Analysis of the second factor becomes more problematic
because the trial court may have been under a possibly mistaken
assumption that defendant could have, at least as a matter of law,
pursued claims of ineffectiveness against his first attorney for
allegedly deficient representation occurring before he was ever
charged. As the State points out in its brief, the constitutional
right to representation generally is not triggered until a criminal
defendant is formally charged. See Kirby v. Illinois, 406 U.S.
682, 688-89, 92 S. Ct. 1877, 1881-82, 32 L. Ed. 2d 411, 417 (1972);
State v. Sanchez, 129 N.J. 261, 265 (1992). In a case we found
and provided to counsel before oral argument, the Second Circuit
Court of Appeals in Claudio v. Scully, 982 F.2d 798, 802 (2d Cir.
12 A-4208-15T1
1992), held that there is no constitutional right under the Sixth
Amendment to a defendant for allegedly deficient representation
by a criminal defense attorney who took his client to police for
questioning before charges were ever filed against that defendant.

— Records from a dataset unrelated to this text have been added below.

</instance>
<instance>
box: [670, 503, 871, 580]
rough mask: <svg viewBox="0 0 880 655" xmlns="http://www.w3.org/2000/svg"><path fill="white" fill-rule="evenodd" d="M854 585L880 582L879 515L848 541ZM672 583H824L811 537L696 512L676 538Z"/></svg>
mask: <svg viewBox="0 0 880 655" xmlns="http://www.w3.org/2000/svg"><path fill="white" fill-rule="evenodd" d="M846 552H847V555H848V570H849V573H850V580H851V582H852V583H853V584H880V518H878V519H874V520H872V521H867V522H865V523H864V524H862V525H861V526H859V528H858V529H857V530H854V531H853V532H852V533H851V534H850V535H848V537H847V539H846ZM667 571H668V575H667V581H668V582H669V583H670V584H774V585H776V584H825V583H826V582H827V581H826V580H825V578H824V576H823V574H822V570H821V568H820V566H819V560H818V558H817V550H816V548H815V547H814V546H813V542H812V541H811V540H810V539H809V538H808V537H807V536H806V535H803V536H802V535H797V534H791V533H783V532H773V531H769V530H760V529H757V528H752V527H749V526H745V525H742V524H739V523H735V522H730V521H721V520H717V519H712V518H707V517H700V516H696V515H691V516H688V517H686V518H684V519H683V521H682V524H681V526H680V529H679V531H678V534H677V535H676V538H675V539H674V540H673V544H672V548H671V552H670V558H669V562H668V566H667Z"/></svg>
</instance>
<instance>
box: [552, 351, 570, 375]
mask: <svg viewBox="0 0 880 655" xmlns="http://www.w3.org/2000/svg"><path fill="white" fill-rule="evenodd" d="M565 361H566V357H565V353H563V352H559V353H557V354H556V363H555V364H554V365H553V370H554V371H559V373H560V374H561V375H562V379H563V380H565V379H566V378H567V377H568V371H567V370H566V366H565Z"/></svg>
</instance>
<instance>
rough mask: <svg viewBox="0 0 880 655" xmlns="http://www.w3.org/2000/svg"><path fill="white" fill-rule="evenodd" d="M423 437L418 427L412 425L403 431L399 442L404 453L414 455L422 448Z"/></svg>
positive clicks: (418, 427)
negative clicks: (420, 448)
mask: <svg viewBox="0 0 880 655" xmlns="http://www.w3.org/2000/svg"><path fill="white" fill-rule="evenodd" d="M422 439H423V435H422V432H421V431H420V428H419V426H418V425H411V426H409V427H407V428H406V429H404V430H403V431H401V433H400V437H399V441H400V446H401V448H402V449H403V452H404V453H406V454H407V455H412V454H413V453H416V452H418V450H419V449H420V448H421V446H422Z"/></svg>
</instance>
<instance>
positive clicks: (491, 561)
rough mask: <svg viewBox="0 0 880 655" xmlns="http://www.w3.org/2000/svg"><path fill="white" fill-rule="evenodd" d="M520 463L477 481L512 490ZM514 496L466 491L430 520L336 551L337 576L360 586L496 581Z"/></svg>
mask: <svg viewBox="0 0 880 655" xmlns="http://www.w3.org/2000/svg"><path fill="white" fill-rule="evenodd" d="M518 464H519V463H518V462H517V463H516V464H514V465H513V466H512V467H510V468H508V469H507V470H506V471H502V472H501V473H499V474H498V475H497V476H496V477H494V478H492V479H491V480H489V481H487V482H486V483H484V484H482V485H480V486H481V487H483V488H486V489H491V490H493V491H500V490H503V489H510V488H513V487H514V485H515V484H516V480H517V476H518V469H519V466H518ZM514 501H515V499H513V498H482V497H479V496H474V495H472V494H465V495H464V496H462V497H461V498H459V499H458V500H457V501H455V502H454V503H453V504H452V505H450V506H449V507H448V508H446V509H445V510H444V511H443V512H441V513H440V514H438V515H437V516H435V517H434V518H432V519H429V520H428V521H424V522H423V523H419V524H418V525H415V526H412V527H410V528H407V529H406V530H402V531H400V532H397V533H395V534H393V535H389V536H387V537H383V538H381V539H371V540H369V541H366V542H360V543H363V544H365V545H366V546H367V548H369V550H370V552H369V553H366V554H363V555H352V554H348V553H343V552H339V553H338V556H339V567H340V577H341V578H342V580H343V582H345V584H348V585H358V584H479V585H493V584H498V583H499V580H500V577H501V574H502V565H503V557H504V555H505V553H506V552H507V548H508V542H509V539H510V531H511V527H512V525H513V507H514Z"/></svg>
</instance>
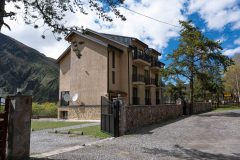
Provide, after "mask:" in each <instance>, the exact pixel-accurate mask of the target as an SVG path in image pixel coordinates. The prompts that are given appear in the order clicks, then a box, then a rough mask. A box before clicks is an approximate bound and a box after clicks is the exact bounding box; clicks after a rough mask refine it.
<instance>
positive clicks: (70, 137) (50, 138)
mask: <svg viewBox="0 0 240 160" xmlns="http://www.w3.org/2000/svg"><path fill="white" fill-rule="evenodd" d="M95 125H99V123H87V124H81V125H74V126H68V127H62V128H56V129H45V130H40V131H34V132H32V133H31V147H30V148H31V150H30V152H31V155H35V154H40V153H44V152H50V151H54V150H59V149H63V148H67V147H72V146H75V145H80V146H81V145H83V144H86V143H90V142H95V141H98V140H99V139H98V138H93V137H88V136H75V137H73V136H71V135H68V134H55V133H51V132H54V131H55V130H58V131H63V130H69V129H75V128H83V127H88V126H95Z"/></svg>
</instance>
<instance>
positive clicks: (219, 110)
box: [214, 105, 240, 112]
mask: <svg viewBox="0 0 240 160" xmlns="http://www.w3.org/2000/svg"><path fill="white" fill-rule="evenodd" d="M236 109H240V106H229V105H226V106H219V107H218V108H216V109H215V110H214V111H215V112H222V111H231V110H236Z"/></svg>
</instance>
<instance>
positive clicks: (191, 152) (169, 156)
mask: <svg viewBox="0 0 240 160" xmlns="http://www.w3.org/2000/svg"><path fill="white" fill-rule="evenodd" d="M143 150H144V151H143V153H147V154H151V155H159V156H160V157H175V158H181V159H185V160H206V159H207V160H240V155H239V153H235V154H234V156H233V155H225V154H213V153H207V152H202V151H199V150H196V149H186V148H184V147H182V146H179V145H175V146H174V149H173V150H165V149H159V148H145V147H143Z"/></svg>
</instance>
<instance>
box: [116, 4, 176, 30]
mask: <svg viewBox="0 0 240 160" xmlns="http://www.w3.org/2000/svg"><path fill="white" fill-rule="evenodd" d="M120 7H122V8H124V9H126V10H128V11H130V12H134V13H136V14H138V15H141V16H144V17H146V18H149V19H151V20H154V21H157V22H160V23H163V24H167V25H170V26H173V27H177V28H179V27H180V26H177V25H174V24H170V23H168V22H164V21H161V20H158V19H155V18H152V17H150V16H147V15H144V14H142V13H139V12H136V11H134V10H131V9H129V8H127V7H125V6H122V5H121V6H120Z"/></svg>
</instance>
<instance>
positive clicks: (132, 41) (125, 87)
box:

Our New Jersey courts have yet to address the specific issue
posed in Claudio. At a minimum, without deciding that legal issue
on appeal at this time, there appears to be substantial doubt that
claims of ineffectiveness are viable for missteps by defense
counsel before charges are ever filed. The motion judge thus may
have incorrectly presumed that PCR is a viable option for
defendant, at least with respect to the first attorney. Although
the motion judge's remarks on the record about PCR may have solely
concerned the second attorney, whose representation was post-
indictment, we cannot be confident that the motion judge implicitly
assumed that PCR was available to raise ineffectiveness claims
concerning both attorneys. See State v. Brito, 345 N.J. Super.
228, 230 (App. Div. 2001) (remanding a case where the trial court
"operat[ed] under a misapprehension as to the nature of the
proceedings before it").
Under these discrete circumstances, we deem it preferable for
this matter to be remanded for the trial court to conduct an
evidentiary hearing to explore the pertinent factual issues in
more depth, including taking testimony from defendant and, if
13 A-4208-15T1
feasible, his two prior counsel, and considering any relevant
documents from their prior representation addressing the
assertions made in defendant's affidavit. The trial court shall
then reevaluate the Slater factors, particularly under the second
prong. Although the focus of our concerns relates mainly with the
first attorney, we decline to address the second attorney's conduct
at this time and instead defer that to the overall mix of
considerations on remand. The trial court shall also consider,
in the first instance, the constitutional issues posed, to the
extent the court finds it necessary to reach them in its analysis.
Remanded for further proceedings consistent with this
opinion. We do not retain jurisdiction.